HOG#
Overview#
The Histogram of Oriented Gradients (HOG) is a feature descriptor commonly used for object detection. It counts occurrences of gradient orientations within localized regions of an image. While it is related to other edge-orientation histogram descriptors, HOG is computed on a dense grid of uniformly spaced cells and uses overlapping local contrast normalization to improve robustness [1].
Reference Implementation#
This is a dedicated version of HOG intended to serve DCF Tracker [2]. Each image is processed through the following stages: gradient magnitude and orientation bin computation, histogram voting, histogram consolidation, block normalization and coefficient generation. The complete dataflow with intermediate data and corresponding PVA implementation is illustrated in Figure 1.
Implementation Details#
Limitations#
Only supports RGB8p input image format and CHW output tensor format.

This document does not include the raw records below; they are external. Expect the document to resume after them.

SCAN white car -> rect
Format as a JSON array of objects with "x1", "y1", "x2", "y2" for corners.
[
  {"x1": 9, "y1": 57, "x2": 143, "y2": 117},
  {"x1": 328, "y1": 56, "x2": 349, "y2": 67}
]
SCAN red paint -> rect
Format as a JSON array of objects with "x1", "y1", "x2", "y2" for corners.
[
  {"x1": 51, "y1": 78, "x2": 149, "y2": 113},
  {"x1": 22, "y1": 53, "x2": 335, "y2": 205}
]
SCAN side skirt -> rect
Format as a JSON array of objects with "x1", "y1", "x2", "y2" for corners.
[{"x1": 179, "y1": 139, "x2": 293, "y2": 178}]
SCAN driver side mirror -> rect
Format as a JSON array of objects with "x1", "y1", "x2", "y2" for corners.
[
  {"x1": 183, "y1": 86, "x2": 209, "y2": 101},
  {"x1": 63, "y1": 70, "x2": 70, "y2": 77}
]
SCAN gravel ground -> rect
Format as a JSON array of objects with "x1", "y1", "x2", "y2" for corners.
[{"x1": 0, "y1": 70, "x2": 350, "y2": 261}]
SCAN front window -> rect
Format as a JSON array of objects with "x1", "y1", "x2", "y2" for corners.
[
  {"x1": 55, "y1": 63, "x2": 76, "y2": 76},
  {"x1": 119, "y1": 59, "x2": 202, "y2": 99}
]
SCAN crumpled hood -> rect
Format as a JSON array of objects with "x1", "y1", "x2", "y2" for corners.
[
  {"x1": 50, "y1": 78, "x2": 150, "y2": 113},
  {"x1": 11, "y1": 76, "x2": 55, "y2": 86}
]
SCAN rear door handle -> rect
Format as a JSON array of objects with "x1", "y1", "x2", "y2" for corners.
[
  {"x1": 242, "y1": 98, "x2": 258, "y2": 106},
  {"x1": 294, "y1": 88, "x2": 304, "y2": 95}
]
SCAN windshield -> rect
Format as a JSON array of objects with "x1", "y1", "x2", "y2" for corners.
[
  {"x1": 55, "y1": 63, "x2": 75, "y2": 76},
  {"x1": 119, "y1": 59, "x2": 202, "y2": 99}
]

Only supports uint8 input and output data types.
Parameters and sizes are fixed (compile-time macros):
Orientations per cell: 18 (ORIENTATIONS_NUM)
Cell size: 4×4 pixels (CELL_SIZE)
Cells per image: 24×24 (FEATURE_WIDTH, FEATURE_HEIGHT)
Concatenated image grid: 6×6 (36 images) (B_WIDTH, B_HEIGHT)
Input size: 576×576
Output size: 18×144×144 (ORIENTATIONS_NUM, FULL_OUT_HEIGHT, FULL_OUT_WIDTH)
Dataflow Configuration#
4 SequenceDataFlow(SQDF) are needed:
3 input image SQDFs are used to transfer input planes (R/G/B) from DRAM into VMEM.
1 output tensor SQDF is used to transfer the HOG features from VMEM back to DRAM.
Buffer Allocation#
9 VMEM buffers are needed:
input_r_v: double-buffered RGB input plane (R).
input_g_v: double-buffered RGB input plane (G).
input_b_v: double-buffered RGB input plane (B).
subHistOutput: buffer overlay for intermediate results (magnitude/bin and consolidated histogram).
norm: fp32 normalization buffer.
hist0: partial 8-way histogram buffer (one half, mapped to one superbank).
hist1: partial 8-way histogram buffer (the other half, mapped to another superbank).
coeff: normalization coefficients used to generate final HOG features.
output_v: double-buffered HOG feature output.
Kernel implementation#
The kernel processes 36 images concatenated in a 6×6 grid. For each image, the following stages are executed:
Figure 1: HOG dataflow.#
Boundary pixel extension (produceBPEExec): Perform padding in place for each RGB plane.
Gradient magnitude and binning (calcMagBinExec): Compute horizontal and vertical differences for R/G/B, select the channel with the maximum gradient magnitude per pixel, compute the orientation bin.
Histogram voting (calcHistExec): Accumulate per-pixel magnitudes into 18-bin cell histograms with bilinear interpolation. The implementation uses 8-way parallel histogram updates and splits results into hist0 and hist1 to fit VMEM and utilize superbanks.
8-way consolidation (consolidateHistExec): Reduce the 8-way histograms into packed CHW uint32 histograms in subHistOutput.hist. The consolidated planes are padded to multiples of 64 bytes (HIST_SIZE_P) to simplify vector loads/stores and avoid bank issues.
Block normalization (normExec): Compute L2 norm terms for 2×2 cell blocks. Histogram values are stored in fixed-point and converted to fp32 for norm computation.
Coefficient generation (genCoeffExec): Generate four normalization coefficients from the neighborhood of norms.
Feature output (genHogFeaturesExec): Dequantize histograms, apply normalization and scaling.
Performance#
Execution Time is the average time required to execute the operator on a single VPU core.
Note that each PVA contains two VPU cores, which can operate in parallel to process two streams simultaneously, or reduce execution time by approximately half by splitting the workload between the two cores.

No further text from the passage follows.